Three linear regression models are used here.
The multiple linear regression model has the form \[ \mu_y = \alpha + \beta_1 x_1 + \beta_2 x_2 + \cdots + \beta_k x_k \] where \(x_1, x_2, \dots x_k\) are the values of \(k\) explanatory variables. For example, we might have \[ \mu_y = \alpha + \beta_1 x_1 + \beta_2 x_2 \] where \(\mu_y\) is the mean of the population distribution of the response variable \(y\) (e.g., mean tree volume), \(x_1\) is the value of one explanatory variable (e.g., tree girth), and \(x_2\) is the value of a second explanatory variable (e.g., tree height).
The generic term linear regression is usually used to refer to the case where there is one or more explanatory variables.

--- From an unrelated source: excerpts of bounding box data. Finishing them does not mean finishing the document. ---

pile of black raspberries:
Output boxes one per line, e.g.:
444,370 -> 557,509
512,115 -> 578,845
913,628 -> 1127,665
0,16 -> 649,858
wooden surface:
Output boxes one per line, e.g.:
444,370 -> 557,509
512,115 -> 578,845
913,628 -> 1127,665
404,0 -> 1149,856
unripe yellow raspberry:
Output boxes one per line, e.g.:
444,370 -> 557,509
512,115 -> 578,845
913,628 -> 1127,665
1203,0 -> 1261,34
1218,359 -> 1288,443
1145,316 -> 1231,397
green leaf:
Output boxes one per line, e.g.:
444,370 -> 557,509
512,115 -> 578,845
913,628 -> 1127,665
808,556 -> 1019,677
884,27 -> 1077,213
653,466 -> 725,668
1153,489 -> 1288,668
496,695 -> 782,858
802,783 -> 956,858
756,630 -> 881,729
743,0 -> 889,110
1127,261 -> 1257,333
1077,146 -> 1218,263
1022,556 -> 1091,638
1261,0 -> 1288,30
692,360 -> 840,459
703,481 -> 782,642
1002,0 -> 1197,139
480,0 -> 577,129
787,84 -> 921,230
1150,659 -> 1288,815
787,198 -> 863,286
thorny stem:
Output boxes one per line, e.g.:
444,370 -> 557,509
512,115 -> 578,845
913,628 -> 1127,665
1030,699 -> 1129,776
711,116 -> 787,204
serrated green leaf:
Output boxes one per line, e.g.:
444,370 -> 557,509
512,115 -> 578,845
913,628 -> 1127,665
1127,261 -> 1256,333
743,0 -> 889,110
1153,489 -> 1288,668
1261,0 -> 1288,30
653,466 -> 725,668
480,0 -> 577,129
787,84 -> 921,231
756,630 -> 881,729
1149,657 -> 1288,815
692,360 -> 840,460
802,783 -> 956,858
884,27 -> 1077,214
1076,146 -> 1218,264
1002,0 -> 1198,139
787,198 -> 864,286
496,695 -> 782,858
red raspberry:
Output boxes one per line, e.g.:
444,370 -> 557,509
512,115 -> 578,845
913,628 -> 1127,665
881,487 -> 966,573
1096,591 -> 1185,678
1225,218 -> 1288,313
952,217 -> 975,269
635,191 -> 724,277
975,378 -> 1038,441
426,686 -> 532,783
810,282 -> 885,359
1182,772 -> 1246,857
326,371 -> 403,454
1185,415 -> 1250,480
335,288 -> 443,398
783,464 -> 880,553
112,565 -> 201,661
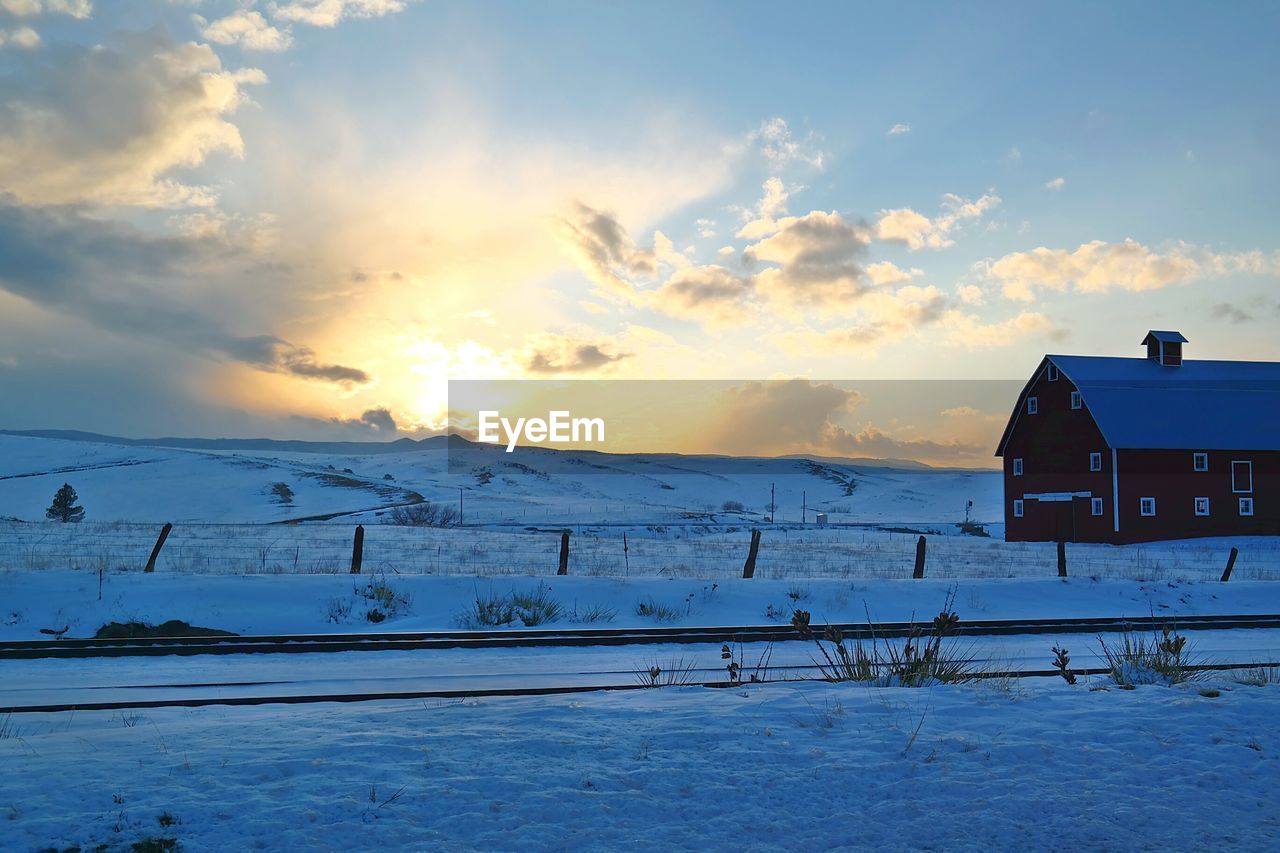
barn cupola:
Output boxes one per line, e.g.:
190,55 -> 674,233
1142,329 -> 1187,368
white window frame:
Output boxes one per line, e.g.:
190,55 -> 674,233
1231,459 -> 1253,494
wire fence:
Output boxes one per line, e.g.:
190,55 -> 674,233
0,521 -> 1280,580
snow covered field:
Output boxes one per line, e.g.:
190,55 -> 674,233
0,571 -> 1280,639
0,435 -> 1280,850
0,680 -> 1280,850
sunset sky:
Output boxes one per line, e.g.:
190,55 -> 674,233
0,0 -> 1280,456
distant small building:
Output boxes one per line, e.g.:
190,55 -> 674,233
996,332 -> 1280,543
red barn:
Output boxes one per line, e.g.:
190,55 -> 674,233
996,332 -> 1280,543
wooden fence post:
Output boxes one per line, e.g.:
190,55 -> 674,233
1222,548 -> 1240,584
351,524 -> 365,575
556,530 -> 568,575
742,530 -> 760,578
142,521 -> 173,571
911,537 -> 925,580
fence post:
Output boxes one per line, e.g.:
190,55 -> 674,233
1222,548 -> 1240,584
556,530 -> 568,575
911,537 -> 925,580
144,521 -> 173,571
351,524 -> 365,575
742,530 -> 760,578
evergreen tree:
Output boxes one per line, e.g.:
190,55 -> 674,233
45,483 -> 84,523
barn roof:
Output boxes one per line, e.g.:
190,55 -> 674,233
1142,329 -> 1188,346
1046,353 -> 1280,450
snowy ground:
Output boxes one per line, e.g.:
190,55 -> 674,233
0,571 -> 1280,639
0,680 -> 1280,850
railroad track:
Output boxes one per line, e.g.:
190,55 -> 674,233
0,613 -> 1280,660
0,661 -> 1274,716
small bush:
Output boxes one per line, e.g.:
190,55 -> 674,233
355,574 -> 412,622
387,501 -> 458,528
636,657 -> 698,688
791,593 -> 980,688
457,584 -> 563,630
1228,663 -> 1280,686
1098,625 -> 1203,688
570,605 -> 618,625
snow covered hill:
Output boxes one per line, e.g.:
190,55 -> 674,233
0,434 -> 1001,525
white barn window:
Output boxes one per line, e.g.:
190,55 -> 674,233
1231,460 -> 1253,492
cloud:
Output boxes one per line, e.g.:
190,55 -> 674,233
744,210 -> 869,305
525,334 -> 631,374
270,0 -> 408,27
0,29 -> 266,206
735,178 -> 791,240
0,27 -> 40,50
648,265 -> 753,325
941,311 -> 1068,350
0,204 -> 370,386
0,0 -> 93,18
192,9 -> 293,51
557,202 -> 657,301
865,261 -> 924,287
746,117 -> 826,169
1208,302 -> 1253,324
703,379 -> 988,460
978,237 -> 1280,301
876,192 -> 1000,250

The case where there is only one explanatory variable is sometimes referred to as simple linear regression.
Study Question: How is multiple linear regression different from simple linear regression?
A nonlinear regression model is any regression model that cannot be written as \[ \mu_y = \alpha + \beta x \] or \[ \mu_y = \alpha + \beta_1 x_1 + \beta_2 x_2 + \cdots + \beta_k x_k. \]
Study Question: What is nonlinear regression?
Example: In biochemistry, the relationship between
the mean reaction rate (\(\mu_y\)) and
the concentration of a substrate (\(x\)) is often modeled as \[
\mu_y = \frac{\delta x}{\gamma + x}.
\] Here \(\delta\) is the
maximum achievable mean reaction rate, and \(\gamma\) is the substrate concentration
that yields a mean reaction rate half way between 0 and \(\delta\).
Example: In fisheries science, a nonlinear
regression model (the von Bertalanffy model) is used to model
the relationship between mean length (\(\mu_y\)) and age (\(x\)) of fish. This model can be written as
\[
\mu_y = \alpha + (\delta - \alpha)e^{-x\log(2)/\gamma}.
\] Here \(\alpha\) is the
maximum value of \(\mu_y\) that we
approach as fish age, \(\delta\) is the
value of \(\mu_y\) before they reach
one year of age, and \(\gamma\) is how
many years it takes for \(\mu_y\) to be
half way between \(\delta\) and \(\alpha\).
What if we have one or more categorical explanatory variables? Regression can accommodate categorical explanatory variables using some tricks. But often the statistical methodology is described as the analysis of variance (ANOVA).
Example: The dot plots below show four samples of
observations of the variable anger reduction. The four samples
correspond to four levels of a categorical treatment variable of
anger management exercises (none, physical, behavioral, and
both physical and behavioral).
Here are some descriptive statistics for each group.
Group | n | mean | sd |
---|---|---|---|
None | 10 | -0.2 | 1.5 |
Physical | 10 | 0.8 | 1.0 |
Behavioral | 10 | 3.1 | 2.6 |
Both | 10 | 4.1 | 2.1 |
Possible research questions to address using statistical inference:
Example: The histograms below show data from an
observational study of the effect of warning signs on car speed. Here
there are two categorical explanatory variables: warning (yes
or no) and period (before, short, and long).
Here are some descriptive statistics for each group.
warning | period | n | mean | sd |
---|---|---|---|---|
yes | before | 1,400 | 36.5 | 6.0 |
yes | short | 1,400 | 35.8 | 6.1 |
yes | long | 1,362 | 37.7 | 6.4 |
no | before | 1,400 | 38.2 | 6.6 |
no | short | 1,400 | 39.2 | 6.8 |
no | long | 1,475 | 39.5 | 6.4 |
Possible research questions to address using statistical inference:
Study Question: When would a researcher use an analysis of variance?